Mention zoning, and people yawn. And yet, almost nothing has more impact on livability.
A city's zoning regulations form a pact with its neighborhoods. That pact has an ethical component. It is a kind of promise to maintain the livability of that neighborhood for those who invest their savings in homes there.
The recent Weidner/Ryan development proposed for the Sons of Norway site in the Uptown area brings to light many of the issues surrounding the current push for density in Minneapolis. If this project is approved, that push will have broken the city-neighborhood pact.
Weidner Apartment Homes, based in Kirkland, Wash., with an asset value of $2.3 billion and properties all over the country and in Canada, has partnered with Minneapolis-based Ryan Companies to propose a development on the Sons of Norway site that will increase our small neighborhood's population by an estimated 20 percent with a single project, a single block.

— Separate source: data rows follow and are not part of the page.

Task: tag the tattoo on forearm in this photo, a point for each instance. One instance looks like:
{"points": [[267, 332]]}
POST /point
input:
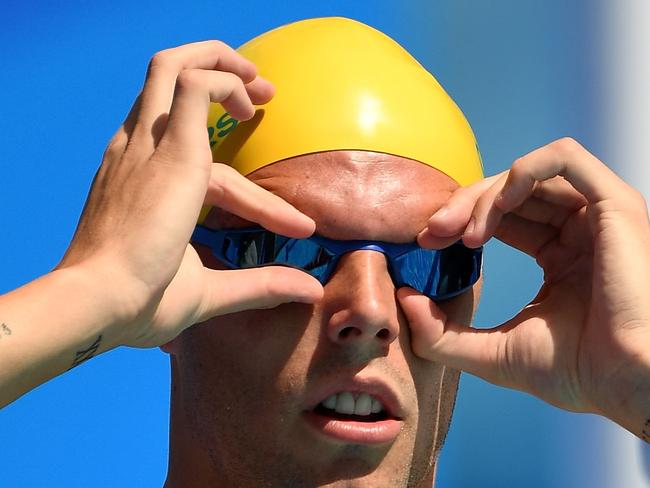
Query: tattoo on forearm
{"points": [[86, 354], [4, 330], [645, 433]]}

According to an article by Caleb Melby of Bloomberg News, Weidner invests $400 million annually, adding 4,000 units a year. Dan Benton, an Anchorage real estate agent, is quoted in the same article as saying: "They suck up all the big stuff that my other clients would like to buy, usually in a private sale before it hits the market."
Here's what doesn't make sense. Weidner bought the Uptown site knowing most of the parcel was zoned R4, believing it could override neighborhood concerns to get the site rezoned to R6.
What does this mean for those of us living nearby, who love the lakes and want to maintain livability in the surrounding neighborhood?
The R4 designation means you can have 32 units per acre at a minimum of 1,250 square feet per unit, whereas R6 allows 109 units per acre at a 400-square-foot minimum. If the parcel were rezoned to R6, the Weidner/Ryan proposal would triple the number of residents in one block, planning 319 apartments rented in the range of $1,200 to $2,000.